The law gives not guarantee to the Internet service providers. Despite the significant number of obligations and burdens the law places on the shoulders of those who provide Internet service, comply with this law will not suffice, because the law leaves except the general rules to go after service providers; so that right holders make effective the “responsibility” for the infringement of their rights on the Internet.
The law provides for notification and down of infringing content without a warrant. In effect, the holder of the copyright concerned may directly notify the Internet service provider on the allegedly infringing content, which must block access. However, the law fails to require guarantees to prevent the mechanism being used improperly by the holders of rights, and every indication that, in order to avoid liability, service providers will simply block. Given the serious risk to freedom of expression and other fundamental rights, the procedure should be done through a court, but the law only brings into play the judge in the complaint procedure.
The law requires service providers to identify users at the request of the owner of the copyright beyond that allowed in other countries. In Europe not all violations require to identify users, but only in severe cases, in criminal cases. In the U.S., only service providers that host content are required to identify their users, but not those who simply provides access to the Internet. The government of Colombia does no exception whatsoever.
The law establishes a new penalty without a trial: the disconnection of Internet users. This new criminal penalties equivalent to ostracism in modern times, may be taken by the judge for final decision.
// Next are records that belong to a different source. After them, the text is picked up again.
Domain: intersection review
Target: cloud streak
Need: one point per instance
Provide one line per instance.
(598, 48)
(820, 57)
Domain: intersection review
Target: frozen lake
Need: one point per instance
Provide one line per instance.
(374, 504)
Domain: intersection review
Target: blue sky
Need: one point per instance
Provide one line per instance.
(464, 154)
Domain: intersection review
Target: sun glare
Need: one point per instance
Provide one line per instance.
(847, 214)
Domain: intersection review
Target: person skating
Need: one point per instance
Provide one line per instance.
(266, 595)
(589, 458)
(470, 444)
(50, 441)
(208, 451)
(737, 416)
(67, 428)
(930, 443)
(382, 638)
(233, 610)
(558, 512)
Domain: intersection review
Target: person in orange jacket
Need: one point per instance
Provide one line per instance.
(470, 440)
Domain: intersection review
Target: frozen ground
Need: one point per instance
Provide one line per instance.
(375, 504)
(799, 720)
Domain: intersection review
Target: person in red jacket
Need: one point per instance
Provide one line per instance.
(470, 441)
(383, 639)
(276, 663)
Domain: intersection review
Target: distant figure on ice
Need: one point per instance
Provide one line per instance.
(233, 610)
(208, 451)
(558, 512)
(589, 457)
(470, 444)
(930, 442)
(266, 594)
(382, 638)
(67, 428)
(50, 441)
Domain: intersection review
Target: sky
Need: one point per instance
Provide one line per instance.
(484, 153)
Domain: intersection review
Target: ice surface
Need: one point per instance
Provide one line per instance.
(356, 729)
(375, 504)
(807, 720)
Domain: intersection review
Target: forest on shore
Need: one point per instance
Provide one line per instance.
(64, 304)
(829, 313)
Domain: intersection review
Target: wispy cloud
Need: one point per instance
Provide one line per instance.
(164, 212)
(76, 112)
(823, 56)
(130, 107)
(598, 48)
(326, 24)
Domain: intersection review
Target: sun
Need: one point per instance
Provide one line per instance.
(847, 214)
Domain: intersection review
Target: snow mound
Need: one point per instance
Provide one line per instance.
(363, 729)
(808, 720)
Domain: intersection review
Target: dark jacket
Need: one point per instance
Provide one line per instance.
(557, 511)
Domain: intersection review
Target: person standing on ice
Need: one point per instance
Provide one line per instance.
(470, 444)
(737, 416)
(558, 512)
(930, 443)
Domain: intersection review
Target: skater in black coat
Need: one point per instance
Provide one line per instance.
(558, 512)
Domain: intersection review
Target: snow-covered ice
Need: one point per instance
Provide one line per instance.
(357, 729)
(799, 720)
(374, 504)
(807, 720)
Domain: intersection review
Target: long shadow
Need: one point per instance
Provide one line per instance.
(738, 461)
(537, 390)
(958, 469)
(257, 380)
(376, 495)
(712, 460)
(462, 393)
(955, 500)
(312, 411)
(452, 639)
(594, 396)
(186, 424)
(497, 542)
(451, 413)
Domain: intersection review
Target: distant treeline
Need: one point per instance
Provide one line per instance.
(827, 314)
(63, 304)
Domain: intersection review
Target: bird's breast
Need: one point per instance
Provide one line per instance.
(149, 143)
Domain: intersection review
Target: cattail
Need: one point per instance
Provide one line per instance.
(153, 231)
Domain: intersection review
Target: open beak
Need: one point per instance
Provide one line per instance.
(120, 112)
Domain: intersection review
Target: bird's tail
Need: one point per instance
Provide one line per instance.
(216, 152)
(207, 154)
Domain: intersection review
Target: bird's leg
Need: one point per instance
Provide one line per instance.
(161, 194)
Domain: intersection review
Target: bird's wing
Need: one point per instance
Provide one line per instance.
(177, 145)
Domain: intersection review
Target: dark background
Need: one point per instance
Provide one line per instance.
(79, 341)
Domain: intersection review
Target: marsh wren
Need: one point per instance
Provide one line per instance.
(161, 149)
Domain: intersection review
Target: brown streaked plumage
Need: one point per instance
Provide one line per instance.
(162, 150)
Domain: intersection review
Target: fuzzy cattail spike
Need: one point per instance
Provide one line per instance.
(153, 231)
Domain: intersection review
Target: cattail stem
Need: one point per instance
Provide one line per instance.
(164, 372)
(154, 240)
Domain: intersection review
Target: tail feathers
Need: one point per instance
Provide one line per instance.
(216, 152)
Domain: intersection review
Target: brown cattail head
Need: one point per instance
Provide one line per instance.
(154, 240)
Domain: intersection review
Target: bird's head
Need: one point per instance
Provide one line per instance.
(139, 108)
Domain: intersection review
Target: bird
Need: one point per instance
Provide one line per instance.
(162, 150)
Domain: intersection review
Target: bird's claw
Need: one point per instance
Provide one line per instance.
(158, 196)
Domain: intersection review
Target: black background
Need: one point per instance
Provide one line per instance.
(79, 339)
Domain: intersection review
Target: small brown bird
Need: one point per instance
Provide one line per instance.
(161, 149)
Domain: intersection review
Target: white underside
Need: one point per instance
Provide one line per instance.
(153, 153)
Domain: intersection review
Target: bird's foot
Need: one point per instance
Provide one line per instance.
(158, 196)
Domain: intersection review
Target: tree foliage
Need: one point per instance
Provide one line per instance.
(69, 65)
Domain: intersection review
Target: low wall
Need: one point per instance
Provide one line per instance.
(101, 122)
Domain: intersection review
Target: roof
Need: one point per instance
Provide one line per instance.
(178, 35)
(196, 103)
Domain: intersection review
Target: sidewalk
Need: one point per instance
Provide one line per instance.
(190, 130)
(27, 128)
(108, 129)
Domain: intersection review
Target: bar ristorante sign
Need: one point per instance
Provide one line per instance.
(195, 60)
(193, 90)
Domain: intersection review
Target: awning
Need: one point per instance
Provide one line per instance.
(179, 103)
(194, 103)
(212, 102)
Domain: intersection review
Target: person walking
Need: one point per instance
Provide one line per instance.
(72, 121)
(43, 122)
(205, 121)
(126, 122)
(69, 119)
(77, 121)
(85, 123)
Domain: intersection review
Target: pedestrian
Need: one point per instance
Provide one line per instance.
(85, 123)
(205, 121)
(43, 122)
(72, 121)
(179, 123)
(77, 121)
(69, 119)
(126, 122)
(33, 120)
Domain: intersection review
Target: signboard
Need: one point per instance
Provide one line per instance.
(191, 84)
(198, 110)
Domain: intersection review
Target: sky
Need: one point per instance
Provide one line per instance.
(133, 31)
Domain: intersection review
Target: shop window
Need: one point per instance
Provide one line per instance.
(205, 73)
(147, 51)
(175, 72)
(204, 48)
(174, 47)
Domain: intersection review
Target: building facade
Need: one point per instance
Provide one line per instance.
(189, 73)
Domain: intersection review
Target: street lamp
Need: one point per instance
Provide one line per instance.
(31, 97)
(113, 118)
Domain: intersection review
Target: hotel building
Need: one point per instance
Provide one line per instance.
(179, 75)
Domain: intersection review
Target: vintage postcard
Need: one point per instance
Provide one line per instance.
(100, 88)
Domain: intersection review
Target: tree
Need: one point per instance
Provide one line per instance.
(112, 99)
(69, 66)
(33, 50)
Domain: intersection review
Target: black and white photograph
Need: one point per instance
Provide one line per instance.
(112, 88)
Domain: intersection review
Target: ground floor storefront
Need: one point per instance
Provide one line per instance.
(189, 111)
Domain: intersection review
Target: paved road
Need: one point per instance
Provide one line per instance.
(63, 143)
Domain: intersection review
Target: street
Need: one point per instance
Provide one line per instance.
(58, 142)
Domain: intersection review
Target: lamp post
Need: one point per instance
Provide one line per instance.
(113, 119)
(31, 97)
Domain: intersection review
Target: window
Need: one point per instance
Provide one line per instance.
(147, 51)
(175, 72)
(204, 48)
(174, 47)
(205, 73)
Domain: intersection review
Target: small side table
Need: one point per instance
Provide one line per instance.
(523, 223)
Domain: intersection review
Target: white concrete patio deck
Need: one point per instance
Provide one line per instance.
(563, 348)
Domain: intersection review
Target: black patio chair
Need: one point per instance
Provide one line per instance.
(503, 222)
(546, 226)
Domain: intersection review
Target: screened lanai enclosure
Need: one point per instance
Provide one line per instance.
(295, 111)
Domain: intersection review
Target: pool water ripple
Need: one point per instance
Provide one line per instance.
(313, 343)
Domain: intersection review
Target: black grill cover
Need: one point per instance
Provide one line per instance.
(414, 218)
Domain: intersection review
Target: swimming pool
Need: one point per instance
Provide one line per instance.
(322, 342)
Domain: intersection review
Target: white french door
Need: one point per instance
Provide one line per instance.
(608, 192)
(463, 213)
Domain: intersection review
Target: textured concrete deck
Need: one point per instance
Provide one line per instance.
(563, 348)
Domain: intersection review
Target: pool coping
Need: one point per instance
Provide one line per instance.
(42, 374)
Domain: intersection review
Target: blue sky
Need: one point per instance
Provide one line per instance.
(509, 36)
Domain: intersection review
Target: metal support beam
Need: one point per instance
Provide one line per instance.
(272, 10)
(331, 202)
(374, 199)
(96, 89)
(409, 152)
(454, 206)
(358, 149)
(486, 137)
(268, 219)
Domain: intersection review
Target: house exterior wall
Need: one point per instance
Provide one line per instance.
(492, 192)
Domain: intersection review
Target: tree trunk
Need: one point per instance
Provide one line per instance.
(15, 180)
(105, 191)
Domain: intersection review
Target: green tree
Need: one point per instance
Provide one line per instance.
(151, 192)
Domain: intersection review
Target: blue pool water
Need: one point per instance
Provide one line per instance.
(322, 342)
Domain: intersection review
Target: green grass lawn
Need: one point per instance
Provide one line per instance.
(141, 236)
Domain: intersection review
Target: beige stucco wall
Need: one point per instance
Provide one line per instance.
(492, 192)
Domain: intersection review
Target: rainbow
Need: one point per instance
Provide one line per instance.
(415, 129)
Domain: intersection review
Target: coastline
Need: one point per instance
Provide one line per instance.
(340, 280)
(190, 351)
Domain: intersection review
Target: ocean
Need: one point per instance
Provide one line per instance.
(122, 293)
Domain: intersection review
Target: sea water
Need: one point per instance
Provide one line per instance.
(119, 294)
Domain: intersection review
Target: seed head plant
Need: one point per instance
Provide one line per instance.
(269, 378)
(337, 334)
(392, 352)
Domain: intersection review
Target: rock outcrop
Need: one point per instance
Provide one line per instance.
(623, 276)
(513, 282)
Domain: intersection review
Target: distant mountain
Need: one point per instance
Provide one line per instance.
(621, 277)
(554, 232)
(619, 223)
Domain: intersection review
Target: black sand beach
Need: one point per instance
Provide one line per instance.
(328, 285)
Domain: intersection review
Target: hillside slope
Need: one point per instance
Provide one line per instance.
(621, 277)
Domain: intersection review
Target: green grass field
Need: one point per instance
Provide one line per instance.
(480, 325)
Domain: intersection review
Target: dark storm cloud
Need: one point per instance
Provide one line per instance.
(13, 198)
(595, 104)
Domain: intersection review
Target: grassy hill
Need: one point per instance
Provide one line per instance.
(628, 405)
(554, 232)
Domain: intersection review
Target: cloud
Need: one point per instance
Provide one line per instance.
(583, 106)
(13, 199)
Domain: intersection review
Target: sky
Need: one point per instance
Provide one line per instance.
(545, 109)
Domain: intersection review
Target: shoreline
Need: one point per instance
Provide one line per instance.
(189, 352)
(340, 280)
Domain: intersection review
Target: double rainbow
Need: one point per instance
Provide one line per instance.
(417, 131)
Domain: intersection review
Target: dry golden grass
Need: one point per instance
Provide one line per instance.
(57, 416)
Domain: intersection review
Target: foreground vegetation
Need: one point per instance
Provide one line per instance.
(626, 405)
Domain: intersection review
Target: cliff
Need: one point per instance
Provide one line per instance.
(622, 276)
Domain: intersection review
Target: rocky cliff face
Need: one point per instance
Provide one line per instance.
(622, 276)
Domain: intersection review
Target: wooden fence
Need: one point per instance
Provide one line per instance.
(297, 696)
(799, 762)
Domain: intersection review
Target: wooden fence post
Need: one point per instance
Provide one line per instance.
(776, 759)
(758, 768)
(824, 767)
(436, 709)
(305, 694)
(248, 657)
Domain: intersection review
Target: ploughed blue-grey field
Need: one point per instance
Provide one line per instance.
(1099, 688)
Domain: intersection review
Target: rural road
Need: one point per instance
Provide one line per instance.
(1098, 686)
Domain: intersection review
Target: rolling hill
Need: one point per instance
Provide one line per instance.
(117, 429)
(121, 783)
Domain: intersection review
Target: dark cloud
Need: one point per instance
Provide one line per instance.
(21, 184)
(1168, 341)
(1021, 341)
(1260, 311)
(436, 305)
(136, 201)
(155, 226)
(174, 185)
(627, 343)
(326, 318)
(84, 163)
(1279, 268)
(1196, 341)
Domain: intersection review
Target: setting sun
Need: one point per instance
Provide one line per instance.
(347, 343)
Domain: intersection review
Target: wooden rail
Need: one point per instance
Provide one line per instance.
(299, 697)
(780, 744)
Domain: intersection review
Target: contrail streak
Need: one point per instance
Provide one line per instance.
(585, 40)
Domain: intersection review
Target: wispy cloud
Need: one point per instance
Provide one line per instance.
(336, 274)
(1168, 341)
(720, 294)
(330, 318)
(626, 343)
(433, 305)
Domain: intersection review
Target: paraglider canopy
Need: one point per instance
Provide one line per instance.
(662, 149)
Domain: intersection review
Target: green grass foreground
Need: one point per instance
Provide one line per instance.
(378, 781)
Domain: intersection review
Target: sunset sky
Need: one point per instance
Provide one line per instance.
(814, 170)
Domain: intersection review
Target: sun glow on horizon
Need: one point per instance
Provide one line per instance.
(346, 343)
However, the law authorize the imposition as a precautionary measure, possibly before the trial itself, and even by a judge that is not competent, all in violation of various guarantees of due process.
Through this bill, the government of Colombia partly complies with the implementation of the Free Trade Agreement with the United States, although it has not yet ratified the agreement. In fact, the United States Congress has not approved the treaty, and instead, has expressed serious misgivings about the protection of human rights and labor rights in Colombia. If the bill succeeds, the U.S. Congress should add to its concerns the inadequate respect for civil rights, like the rights to a fair trial, privacy, and the presumption of innocence, among others.
*Alberto Cerda Silva is Director of Studies of NGO Derechos Digitales, and professor of law and new technologies in the Faculty of Law at the University of Chile.